Its really easy to add more storage as needed, you can then just move VMs to the different VMFS volumes to balance it out a bit. Another thing to consider with the storage is that you can 'thin provision', ie you can allocate space to a VM but it only takes up the actual space which its using. 2TB should be plenty.
 
Also, go for a 4GB usb pen drive to install ESXi on and boot from that.

I'd also look to reduce from 2TB to smaller but more disks. I have an old 80GB drive that contains my ISO images and also the swap files for each VM.
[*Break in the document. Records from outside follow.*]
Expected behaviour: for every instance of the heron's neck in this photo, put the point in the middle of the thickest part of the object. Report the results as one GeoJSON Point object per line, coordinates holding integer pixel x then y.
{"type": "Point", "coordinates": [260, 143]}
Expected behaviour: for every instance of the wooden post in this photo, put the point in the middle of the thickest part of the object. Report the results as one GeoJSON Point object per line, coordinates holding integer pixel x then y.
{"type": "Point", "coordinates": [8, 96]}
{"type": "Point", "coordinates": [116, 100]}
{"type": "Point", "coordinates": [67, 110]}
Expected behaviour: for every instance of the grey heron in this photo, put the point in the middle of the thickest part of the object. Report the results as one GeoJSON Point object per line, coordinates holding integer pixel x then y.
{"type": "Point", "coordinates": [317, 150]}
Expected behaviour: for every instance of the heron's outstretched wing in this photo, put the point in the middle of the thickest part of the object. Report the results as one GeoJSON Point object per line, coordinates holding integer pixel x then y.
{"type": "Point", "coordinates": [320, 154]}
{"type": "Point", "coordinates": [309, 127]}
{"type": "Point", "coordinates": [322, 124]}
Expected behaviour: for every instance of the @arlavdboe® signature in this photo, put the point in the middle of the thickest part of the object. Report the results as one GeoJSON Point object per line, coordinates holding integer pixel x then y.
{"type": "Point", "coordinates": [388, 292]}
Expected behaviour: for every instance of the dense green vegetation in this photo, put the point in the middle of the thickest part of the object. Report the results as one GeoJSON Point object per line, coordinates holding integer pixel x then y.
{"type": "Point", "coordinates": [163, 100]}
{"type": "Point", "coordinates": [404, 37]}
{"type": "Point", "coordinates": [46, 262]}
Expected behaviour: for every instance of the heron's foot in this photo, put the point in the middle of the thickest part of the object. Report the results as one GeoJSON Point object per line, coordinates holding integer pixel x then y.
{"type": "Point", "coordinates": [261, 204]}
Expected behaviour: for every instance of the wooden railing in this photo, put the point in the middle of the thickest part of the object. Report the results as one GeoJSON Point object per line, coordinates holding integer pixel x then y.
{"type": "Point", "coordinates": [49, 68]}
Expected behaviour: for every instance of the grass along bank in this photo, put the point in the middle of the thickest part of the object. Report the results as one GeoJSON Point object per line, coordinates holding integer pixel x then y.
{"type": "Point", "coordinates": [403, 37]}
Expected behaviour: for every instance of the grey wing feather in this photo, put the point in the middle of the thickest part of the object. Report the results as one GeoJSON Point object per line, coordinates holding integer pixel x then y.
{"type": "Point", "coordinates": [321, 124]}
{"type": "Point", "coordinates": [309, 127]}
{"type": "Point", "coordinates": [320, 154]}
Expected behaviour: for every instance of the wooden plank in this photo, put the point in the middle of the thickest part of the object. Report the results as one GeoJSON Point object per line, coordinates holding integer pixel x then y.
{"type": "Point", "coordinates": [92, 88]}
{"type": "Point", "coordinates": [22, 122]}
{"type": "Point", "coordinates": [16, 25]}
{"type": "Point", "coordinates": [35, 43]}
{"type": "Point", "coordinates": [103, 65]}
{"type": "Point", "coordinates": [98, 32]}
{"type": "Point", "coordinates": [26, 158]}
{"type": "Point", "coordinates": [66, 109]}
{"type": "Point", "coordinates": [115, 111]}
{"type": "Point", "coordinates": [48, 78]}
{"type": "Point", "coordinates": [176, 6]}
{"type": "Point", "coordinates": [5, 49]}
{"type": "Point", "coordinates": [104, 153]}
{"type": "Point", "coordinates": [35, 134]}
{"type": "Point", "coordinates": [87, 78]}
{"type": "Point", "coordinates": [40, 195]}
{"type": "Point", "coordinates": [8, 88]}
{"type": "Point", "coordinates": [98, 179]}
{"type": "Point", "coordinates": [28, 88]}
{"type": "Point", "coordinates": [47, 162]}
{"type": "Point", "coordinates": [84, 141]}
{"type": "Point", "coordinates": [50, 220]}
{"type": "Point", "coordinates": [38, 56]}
I then have 3 other drives which have the VMs spread over. I don't bother with RAID. Mine is set up like this.

Disk 0 80GB -
ESXI, ISO and SWAP

Disk 1 750Gb

FS01 - 50GB c:\
FS01 - 650GB D:\

Disk 2 750GB
FS01 - 650GB e:\
DC01 - 50GB c:\

Disk 3 300GB (thin disk)
AP01 - 100GB
AP02 - 100GB
AP03 - 100GB
AP04 - 100GB

Disk 3 I always thin provision on, its a single disk for testing. Performance isn't important.

My file server has a 650GB share (d:\) on it, this is mirrored twice a day to e:\ with robocopy, if I loose the a disk at worst I am only 12hours of data loss without the overheads of a full RAID disk.

Both the c:\ drives are split over spindles and the fileshare is very low IO.
 
Ok brilliant thanks, will go with a few smaller drives instead, that makes sense. I wasn't aware you could distribute a VM's storage space over multiple drives, pretty cool.

Christmas project sorted :D Just hope I won't get too badly screwed on electric bills!